Parents need a break, to recharge their battery. Some parents come to us who have never left their child with anyone before — when they’re that sick, you can’t just get a babysitter.. A break helps marriages stay together, and it helps family relationships. With teenagers, especially, most teens spend time away from their parents, need time to themselves, and they don’t get that when they are home with their parents as their caregivers.

Dana: Is there any charge for families who stay at George Mark?

Teri: We never bill a family. The only criteria for families to stay here is that they’re medically eligible. Some of our services are reimbursed by medicare or private insurance, but we do still rely a lot on funding.

Dana: Is there anything else you’d like to share that I haven’t mentioned?

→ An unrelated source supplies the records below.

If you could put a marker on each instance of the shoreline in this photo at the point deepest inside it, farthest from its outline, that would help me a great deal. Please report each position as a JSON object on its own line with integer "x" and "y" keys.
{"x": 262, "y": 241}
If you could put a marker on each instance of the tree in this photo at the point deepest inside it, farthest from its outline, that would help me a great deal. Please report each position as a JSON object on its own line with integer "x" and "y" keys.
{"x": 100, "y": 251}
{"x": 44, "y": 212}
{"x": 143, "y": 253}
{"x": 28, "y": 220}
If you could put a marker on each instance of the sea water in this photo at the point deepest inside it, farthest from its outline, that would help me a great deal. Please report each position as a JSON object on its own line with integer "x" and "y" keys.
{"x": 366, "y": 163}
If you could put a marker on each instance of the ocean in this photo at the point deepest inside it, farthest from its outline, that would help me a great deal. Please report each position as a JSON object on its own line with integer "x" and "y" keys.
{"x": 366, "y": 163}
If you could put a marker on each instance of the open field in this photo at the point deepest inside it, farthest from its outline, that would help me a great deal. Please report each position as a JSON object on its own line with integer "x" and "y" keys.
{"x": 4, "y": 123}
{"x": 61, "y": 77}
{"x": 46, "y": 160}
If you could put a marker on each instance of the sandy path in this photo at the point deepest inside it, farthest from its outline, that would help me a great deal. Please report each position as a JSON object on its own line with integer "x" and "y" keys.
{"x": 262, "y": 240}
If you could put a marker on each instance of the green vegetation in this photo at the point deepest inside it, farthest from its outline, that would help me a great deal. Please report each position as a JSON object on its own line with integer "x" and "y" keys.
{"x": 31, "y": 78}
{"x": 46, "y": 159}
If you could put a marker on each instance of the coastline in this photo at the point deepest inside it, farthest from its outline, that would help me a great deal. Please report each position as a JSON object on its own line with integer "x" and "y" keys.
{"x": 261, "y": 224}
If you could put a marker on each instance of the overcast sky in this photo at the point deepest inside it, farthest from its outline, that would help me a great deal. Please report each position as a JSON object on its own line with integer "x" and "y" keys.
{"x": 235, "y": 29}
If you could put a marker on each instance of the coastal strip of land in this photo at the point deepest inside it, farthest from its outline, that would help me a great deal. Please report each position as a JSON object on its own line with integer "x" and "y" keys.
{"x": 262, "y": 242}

Teri: I find that there’s a big misconception about what it’s like here. People say to me, “What you do is so sad, how can you do it?” It’s actually a very happy place. We live life here, however long that is. We really are about life, and living it. We don’t focus on death.

Dana: Would you say, then, that your job is actually a lot more rewarding than it is sad, as people believe?

Teri: It’s more rewarding and satisfying than it is sad. I’m so lucky to be here, to get to do this. And the people I work with, you can tell it isn’t for the paychecks. We do it because we love the work and believe in it. We get wonderful support from Executive Director, and we have learned how to support one another when we need it, as well.